The on-ice officials who oversee a hockey game are divided into two groups—referees and linesmen. Both wear the standard black helmet, striped shirt, and black pants, but referees add an orange or red armband to denote their status.

Depending on how many officials are on the ice—which differs among the various levels of hockey—the roles of the referee and linesman change somewhat, but in general the referee is responsible for enforcing the rules of the game and calling penalties, while the linesman is in charge of line violations, such as offside and icing. There are several officiating systems:

Hockey Levels With Four-Official Systems

In the NHL and NCAA men’s hockey, each game features two referees and two linesmen. The referees call all penalties, although a linesman can advise a referee about an infraction—especially “too many men on the ice” or a major penalty—leading to the referee assessing a penalty. The referees are the only officials who talk to the scorers and coaches, and only referees can stop and start play. They also conduct the opening face-off for each period, as well as the center-ice face-offs after goals are scored.

As the name implies, the linesmen are focused on infractions involving the red line and blue lines. They are also responsible for breaking up fights or other kinds of on-ice dustups. Linesmen also drop the puck for all face-offs that don’t take place at center ice.
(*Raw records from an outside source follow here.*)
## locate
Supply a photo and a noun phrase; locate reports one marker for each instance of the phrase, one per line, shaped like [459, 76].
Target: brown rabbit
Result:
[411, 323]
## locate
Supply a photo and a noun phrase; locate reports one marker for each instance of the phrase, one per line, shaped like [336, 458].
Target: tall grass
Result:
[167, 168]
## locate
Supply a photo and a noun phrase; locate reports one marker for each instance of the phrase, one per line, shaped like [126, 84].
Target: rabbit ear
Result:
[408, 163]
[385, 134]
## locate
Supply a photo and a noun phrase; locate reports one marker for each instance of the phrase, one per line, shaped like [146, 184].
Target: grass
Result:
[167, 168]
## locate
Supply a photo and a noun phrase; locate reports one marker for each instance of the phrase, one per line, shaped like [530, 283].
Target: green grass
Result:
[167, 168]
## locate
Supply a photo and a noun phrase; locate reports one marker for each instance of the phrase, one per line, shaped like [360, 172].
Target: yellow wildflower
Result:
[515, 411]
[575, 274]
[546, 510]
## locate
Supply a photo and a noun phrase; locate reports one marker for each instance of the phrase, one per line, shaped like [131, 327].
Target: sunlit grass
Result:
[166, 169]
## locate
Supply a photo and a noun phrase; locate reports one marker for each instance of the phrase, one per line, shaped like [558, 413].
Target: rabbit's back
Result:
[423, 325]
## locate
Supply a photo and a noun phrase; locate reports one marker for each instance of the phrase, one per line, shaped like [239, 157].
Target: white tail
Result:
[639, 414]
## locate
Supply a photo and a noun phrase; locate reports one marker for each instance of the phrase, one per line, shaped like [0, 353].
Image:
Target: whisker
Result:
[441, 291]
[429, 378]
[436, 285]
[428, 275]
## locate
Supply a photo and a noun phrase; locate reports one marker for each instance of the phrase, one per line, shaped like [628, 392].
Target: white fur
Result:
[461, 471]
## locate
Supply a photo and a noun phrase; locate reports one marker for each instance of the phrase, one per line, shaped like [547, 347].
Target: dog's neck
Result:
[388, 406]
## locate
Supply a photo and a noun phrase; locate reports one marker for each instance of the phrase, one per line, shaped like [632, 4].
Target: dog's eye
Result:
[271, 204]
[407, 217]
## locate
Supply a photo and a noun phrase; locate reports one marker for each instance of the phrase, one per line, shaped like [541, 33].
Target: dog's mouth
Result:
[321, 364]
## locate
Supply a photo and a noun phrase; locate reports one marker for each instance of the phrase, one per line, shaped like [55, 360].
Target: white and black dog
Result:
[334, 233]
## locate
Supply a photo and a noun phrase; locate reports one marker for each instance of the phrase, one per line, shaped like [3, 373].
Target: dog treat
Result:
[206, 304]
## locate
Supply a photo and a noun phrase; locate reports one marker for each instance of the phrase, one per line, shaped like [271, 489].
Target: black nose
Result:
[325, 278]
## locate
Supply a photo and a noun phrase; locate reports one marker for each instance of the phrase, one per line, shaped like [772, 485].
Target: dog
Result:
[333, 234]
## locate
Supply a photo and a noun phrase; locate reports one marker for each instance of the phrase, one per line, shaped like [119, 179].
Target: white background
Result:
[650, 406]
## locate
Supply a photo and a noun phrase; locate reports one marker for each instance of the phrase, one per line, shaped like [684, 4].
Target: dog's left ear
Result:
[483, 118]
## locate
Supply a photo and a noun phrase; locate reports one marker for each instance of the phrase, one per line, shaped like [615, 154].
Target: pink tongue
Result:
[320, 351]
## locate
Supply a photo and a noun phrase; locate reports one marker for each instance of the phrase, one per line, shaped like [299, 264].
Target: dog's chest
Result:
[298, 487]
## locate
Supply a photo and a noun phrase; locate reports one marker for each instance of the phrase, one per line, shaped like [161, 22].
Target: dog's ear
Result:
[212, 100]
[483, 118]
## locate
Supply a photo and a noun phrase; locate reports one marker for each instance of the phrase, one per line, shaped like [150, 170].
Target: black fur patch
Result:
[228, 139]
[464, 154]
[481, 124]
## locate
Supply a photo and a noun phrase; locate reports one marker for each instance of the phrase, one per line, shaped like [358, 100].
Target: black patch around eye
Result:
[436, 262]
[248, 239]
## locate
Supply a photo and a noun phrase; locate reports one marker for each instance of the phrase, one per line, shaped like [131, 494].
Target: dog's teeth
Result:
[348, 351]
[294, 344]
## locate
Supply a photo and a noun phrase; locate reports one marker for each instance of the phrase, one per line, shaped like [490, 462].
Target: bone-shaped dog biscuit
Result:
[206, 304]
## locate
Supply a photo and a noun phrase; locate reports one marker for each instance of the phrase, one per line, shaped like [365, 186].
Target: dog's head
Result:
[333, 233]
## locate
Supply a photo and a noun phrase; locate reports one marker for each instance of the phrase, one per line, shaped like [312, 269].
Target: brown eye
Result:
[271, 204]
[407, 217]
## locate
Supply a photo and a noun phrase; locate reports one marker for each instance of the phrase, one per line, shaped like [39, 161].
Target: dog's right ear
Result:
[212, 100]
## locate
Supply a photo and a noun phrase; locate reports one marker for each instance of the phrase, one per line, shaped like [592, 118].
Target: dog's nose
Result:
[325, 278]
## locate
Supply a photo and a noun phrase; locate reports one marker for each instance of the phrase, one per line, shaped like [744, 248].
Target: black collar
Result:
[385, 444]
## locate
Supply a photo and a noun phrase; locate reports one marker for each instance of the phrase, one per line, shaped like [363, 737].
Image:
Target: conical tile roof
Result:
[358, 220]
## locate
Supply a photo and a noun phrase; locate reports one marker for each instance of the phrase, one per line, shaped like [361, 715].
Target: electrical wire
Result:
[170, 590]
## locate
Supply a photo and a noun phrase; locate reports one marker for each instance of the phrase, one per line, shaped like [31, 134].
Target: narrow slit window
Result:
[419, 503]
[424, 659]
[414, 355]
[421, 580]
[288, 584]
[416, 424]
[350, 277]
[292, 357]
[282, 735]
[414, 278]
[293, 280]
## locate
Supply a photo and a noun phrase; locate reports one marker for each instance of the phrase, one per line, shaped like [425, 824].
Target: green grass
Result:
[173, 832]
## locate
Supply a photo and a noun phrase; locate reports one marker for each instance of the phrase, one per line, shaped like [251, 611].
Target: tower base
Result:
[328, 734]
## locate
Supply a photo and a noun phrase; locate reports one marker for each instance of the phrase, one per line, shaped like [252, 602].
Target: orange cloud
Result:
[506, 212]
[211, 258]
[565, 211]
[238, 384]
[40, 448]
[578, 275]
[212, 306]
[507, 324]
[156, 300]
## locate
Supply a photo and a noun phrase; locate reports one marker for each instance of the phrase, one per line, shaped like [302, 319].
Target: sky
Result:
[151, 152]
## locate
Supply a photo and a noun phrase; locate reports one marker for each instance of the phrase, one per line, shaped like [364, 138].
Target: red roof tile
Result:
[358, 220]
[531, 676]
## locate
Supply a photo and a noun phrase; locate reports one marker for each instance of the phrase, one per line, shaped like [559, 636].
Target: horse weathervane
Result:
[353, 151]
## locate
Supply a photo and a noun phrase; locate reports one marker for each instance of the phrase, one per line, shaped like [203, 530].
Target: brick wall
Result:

In this system, each referee and linesman takes responsibility for one end of the ice. When the puck is in the offensive zone, one referee positions himself on the goal line, while the other stays outside the blue line, diagonally across the ice. Thus, if the referee on the goal line skates to the other side of the goal—to stay out of the action or get a better view—the other referee changes sides of the ice, as well, to maintain the diagonal orientation. When the puck goes to the opposite end of the ice, the officials swap positions.

Hockey Levels With Three-Official Systems

In professional levels below the AHL, in NCAA women’s hockey, and in many amateur leagues, a three-official system is often used. In this case, the roles of referee and linesman are the same as above, but the single referee must cover the ice from goal line to goal line. When there is a fast break in which the referee is caught well behind the play, a linesman may cover for the referee by skating to the goal line. Once the referee arrives, the linesman returns to his position.

Hockey Levels With Two-Official Systems

In a two-official system, used in most youth and school hockey leagues, each official takes on the responsibilities of both referee and linesman. Again, they maintain the diagonal orientation, and each official is responsible for skating to the goal line at one end of the ice, while the other mans the blue line.

The next time you watch a hockey game, pay attention to how the officials work the ice; you’ll be impressed by how they manage to keep track of the action without interfering. By proper positioning and relying on each other to see the whole ice, good hockey officials make a game run smoothly and fairly.